Data Scientist in England employer: Reply, Inc.
Contact Detail:
Reply, Inc. Recruiting Team
StudySmarter Expert Advice π€«
We think this is how you could land Data Scientist in England
β¨Tip Number 1
Network like a pro! Reach out to current employees at Data Reply on LinkedIn or other platforms. A friendly chat can give you insider info and might just get your foot in the door.
β¨Tip Number 2
Show off your skills! Create a portfolio showcasing your data science projects, especially those using Python and AWS. This will help you stand out and demonstrate your hands-on experience.
β¨Tip Number 3
Prepare for the interview by brushing up on your machine learning concepts and AWS services. Be ready to discuss how you've tackled real-world problems with data-driven solutions.
β¨Tip Number 4
Don't forget to apply through our website! Itβs the best way to ensure your application gets noticed. Plus, it shows you're genuinely interested in joining the team at Data Reply.
We think you need these skills to ace Data Scientist in England
Some tips for your application π«‘
Tailor Your CV: Make sure your CV is tailored to the Data Scientist role. Highlight your experience with machine learning, AWS, and any relevant projects you've worked on. We want to see how your skills match what we're looking for!

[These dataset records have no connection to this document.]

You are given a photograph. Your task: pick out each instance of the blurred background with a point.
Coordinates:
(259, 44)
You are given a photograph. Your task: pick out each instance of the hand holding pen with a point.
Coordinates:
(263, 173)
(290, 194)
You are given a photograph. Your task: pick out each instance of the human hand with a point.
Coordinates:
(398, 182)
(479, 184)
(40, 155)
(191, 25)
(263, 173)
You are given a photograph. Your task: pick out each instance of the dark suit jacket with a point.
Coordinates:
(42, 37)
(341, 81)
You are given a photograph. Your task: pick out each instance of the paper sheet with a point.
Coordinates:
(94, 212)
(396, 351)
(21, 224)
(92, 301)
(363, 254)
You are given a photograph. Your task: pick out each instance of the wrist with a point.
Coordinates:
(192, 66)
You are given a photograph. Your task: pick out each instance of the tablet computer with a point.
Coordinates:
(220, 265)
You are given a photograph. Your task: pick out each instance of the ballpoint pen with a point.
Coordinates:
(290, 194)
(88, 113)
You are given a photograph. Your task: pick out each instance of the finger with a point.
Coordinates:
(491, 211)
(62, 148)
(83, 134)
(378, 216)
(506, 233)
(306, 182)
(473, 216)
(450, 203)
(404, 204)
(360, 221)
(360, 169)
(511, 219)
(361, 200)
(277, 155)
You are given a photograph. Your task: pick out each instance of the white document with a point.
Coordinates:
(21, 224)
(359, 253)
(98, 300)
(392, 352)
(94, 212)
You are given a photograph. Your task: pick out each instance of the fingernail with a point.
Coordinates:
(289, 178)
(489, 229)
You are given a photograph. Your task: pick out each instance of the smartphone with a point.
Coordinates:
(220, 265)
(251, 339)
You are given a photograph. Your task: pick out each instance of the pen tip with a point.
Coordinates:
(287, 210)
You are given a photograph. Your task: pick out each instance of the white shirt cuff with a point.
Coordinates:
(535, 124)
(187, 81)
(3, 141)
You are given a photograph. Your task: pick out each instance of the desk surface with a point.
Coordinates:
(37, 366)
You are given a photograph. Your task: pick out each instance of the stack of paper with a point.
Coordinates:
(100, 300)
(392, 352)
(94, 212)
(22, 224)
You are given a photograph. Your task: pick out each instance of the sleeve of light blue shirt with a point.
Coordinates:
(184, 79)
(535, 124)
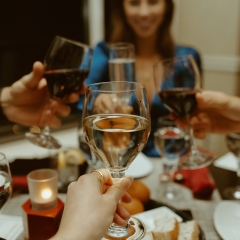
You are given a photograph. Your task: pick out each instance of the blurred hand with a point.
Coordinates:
(216, 112)
(27, 101)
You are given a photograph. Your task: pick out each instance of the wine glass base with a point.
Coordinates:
(232, 193)
(45, 141)
(196, 159)
(135, 231)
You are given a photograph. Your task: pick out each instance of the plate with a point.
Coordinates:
(226, 219)
(140, 167)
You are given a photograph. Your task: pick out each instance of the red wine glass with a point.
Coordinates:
(67, 64)
(177, 81)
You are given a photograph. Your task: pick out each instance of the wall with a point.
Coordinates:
(213, 27)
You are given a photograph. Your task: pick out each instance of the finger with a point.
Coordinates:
(122, 212)
(126, 198)
(119, 188)
(118, 220)
(32, 79)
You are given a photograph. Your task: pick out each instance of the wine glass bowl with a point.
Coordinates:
(116, 133)
(233, 144)
(66, 64)
(177, 81)
(5, 180)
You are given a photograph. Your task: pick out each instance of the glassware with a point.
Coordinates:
(122, 62)
(177, 81)
(170, 142)
(116, 132)
(5, 180)
(233, 143)
(67, 64)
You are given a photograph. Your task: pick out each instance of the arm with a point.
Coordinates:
(216, 112)
(92, 205)
(27, 101)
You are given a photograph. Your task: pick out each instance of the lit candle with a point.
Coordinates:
(42, 185)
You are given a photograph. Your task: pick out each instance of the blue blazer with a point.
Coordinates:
(99, 72)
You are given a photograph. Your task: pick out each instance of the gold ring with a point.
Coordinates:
(99, 172)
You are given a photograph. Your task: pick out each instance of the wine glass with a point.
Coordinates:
(121, 62)
(177, 81)
(116, 133)
(233, 143)
(170, 142)
(5, 180)
(67, 64)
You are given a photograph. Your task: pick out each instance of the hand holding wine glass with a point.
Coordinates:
(66, 64)
(5, 180)
(177, 81)
(116, 137)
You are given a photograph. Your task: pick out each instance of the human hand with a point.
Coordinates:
(216, 112)
(92, 205)
(27, 101)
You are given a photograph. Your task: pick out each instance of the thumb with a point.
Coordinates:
(119, 188)
(32, 79)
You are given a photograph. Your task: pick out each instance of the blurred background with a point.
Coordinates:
(212, 27)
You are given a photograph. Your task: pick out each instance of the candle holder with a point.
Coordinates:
(43, 211)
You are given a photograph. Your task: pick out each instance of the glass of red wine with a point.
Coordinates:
(67, 64)
(177, 81)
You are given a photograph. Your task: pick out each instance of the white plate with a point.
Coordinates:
(140, 167)
(148, 217)
(227, 220)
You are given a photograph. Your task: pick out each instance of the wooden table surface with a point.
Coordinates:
(202, 210)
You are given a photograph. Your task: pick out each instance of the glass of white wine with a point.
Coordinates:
(116, 133)
(5, 180)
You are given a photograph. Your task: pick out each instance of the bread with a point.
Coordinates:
(188, 230)
(165, 229)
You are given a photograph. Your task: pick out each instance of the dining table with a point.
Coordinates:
(201, 210)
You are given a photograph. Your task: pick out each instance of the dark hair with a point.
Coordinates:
(118, 30)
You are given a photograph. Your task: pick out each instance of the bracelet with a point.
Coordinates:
(3, 118)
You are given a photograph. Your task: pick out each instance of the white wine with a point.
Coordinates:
(116, 138)
(122, 69)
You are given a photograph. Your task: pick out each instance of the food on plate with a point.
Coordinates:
(166, 228)
(188, 230)
(170, 229)
(134, 207)
(140, 191)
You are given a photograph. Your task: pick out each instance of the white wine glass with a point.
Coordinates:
(233, 143)
(67, 64)
(5, 180)
(177, 81)
(116, 134)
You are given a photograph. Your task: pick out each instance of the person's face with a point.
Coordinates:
(144, 16)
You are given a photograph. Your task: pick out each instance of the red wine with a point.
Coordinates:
(65, 81)
(181, 101)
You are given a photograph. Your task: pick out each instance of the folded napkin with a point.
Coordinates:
(199, 181)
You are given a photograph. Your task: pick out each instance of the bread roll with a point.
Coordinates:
(188, 230)
(166, 229)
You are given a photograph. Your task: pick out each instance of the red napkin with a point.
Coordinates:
(20, 183)
(199, 181)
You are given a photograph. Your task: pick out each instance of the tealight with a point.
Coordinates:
(42, 185)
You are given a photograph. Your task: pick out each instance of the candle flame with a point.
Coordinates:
(46, 193)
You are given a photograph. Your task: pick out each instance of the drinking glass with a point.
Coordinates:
(122, 62)
(116, 133)
(170, 142)
(5, 180)
(233, 143)
(67, 64)
(177, 81)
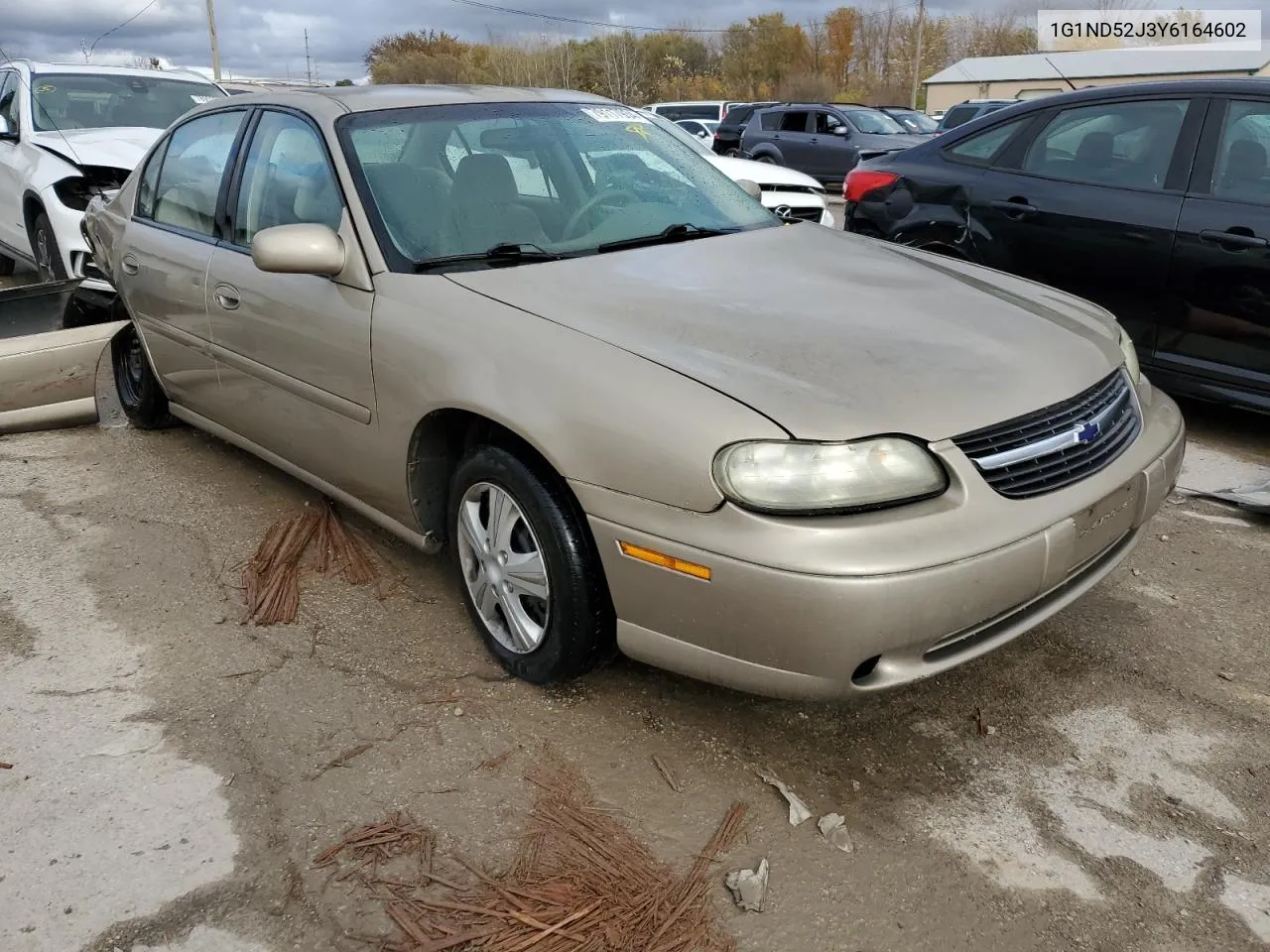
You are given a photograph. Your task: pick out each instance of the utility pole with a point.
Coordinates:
(211, 33)
(917, 60)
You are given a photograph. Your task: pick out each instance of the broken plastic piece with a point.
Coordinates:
(833, 828)
(799, 811)
(749, 887)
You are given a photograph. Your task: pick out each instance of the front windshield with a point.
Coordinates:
(873, 122)
(549, 178)
(86, 100)
(916, 122)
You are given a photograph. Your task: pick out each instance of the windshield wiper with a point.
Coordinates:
(681, 231)
(502, 253)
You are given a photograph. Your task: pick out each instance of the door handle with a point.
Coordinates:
(1014, 207)
(226, 296)
(1232, 240)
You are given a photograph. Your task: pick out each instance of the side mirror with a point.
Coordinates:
(299, 249)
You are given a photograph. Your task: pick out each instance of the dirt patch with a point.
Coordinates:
(579, 881)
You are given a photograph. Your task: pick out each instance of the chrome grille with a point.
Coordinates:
(1058, 445)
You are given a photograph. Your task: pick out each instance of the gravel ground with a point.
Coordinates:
(175, 774)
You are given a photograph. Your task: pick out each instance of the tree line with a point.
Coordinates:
(849, 54)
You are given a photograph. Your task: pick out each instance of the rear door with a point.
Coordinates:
(1088, 199)
(794, 139)
(1218, 325)
(168, 244)
(294, 350)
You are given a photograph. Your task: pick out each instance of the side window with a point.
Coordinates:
(286, 179)
(9, 86)
(191, 172)
(380, 145)
(957, 116)
(794, 122)
(984, 146)
(1128, 145)
(1241, 171)
(826, 123)
(148, 186)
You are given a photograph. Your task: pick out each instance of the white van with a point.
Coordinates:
(708, 109)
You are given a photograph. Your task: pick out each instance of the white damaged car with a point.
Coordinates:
(789, 193)
(68, 132)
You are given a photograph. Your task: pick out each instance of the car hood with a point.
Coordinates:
(830, 335)
(114, 148)
(762, 173)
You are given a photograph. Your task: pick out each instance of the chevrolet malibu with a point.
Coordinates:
(504, 324)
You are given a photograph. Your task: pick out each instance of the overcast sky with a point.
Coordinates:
(266, 37)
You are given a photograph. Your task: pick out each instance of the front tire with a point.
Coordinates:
(531, 576)
(140, 395)
(44, 245)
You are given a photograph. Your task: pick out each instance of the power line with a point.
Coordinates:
(114, 30)
(610, 24)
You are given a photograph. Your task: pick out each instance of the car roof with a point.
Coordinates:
(37, 66)
(335, 100)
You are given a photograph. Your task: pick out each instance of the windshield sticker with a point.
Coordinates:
(613, 113)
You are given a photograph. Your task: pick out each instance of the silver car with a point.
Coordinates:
(639, 412)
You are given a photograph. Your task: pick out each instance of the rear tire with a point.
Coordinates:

Craft a Compelling Cover Letter: Your cover letter is your chance to shine! Use it to explain why you're passionate about data science and how you can contribute to our team. Be sure to mention specific technologies or projects that excite you.
Showcase Your Projects: If you've worked on any enterprise-level projects, make sure to showcase them in your application. We love seeing real-world examples of your work, especially if they involve ML or AI techniques!
Apply Through Our Website: We encourage you to apply through our website for the best chance of getting noticed. Itβs super easy, and you'll be able to keep track of your application status directly!
How to prepare for a job interview at Reply, Inc.
β¨Know Your Tech Stack
Familiarise yourself with the specific technologies mentioned in the job description, especially AWS services like SageMaker and the machine learning frameworks such as TensorFlow or PyTorch. Being able to discuss your hands-on experience with these tools will show that you're not just a theoretical candidate but someone who can hit the ground running.
β¨Showcase Your Projects
Prepare to talk about at least 2-3 enterprise-level projects you've worked on. Highlight your role, the challenges you faced, and how you applied data science techniques to solve real-world problems. This will demonstrate your practical experience and ability to contribute to their team.
β¨Understand the Business Impact
Research how data science impacts business decisions, particularly in the context of the company you're interviewing with. Be ready to discuss how your work can help clients leverage their data effectively, which aligns with Data Reply's mission to provide bespoke solutions.
β¨Ask Insightful Questions
Prepare thoughtful questions about the company's approach to data strategy and the specific challenges they face. This shows your genuine interest in the role and helps you assess if the company is the right fit for you. Plus, it gives you a chance to engage in a meaningful conversation with your interviewers.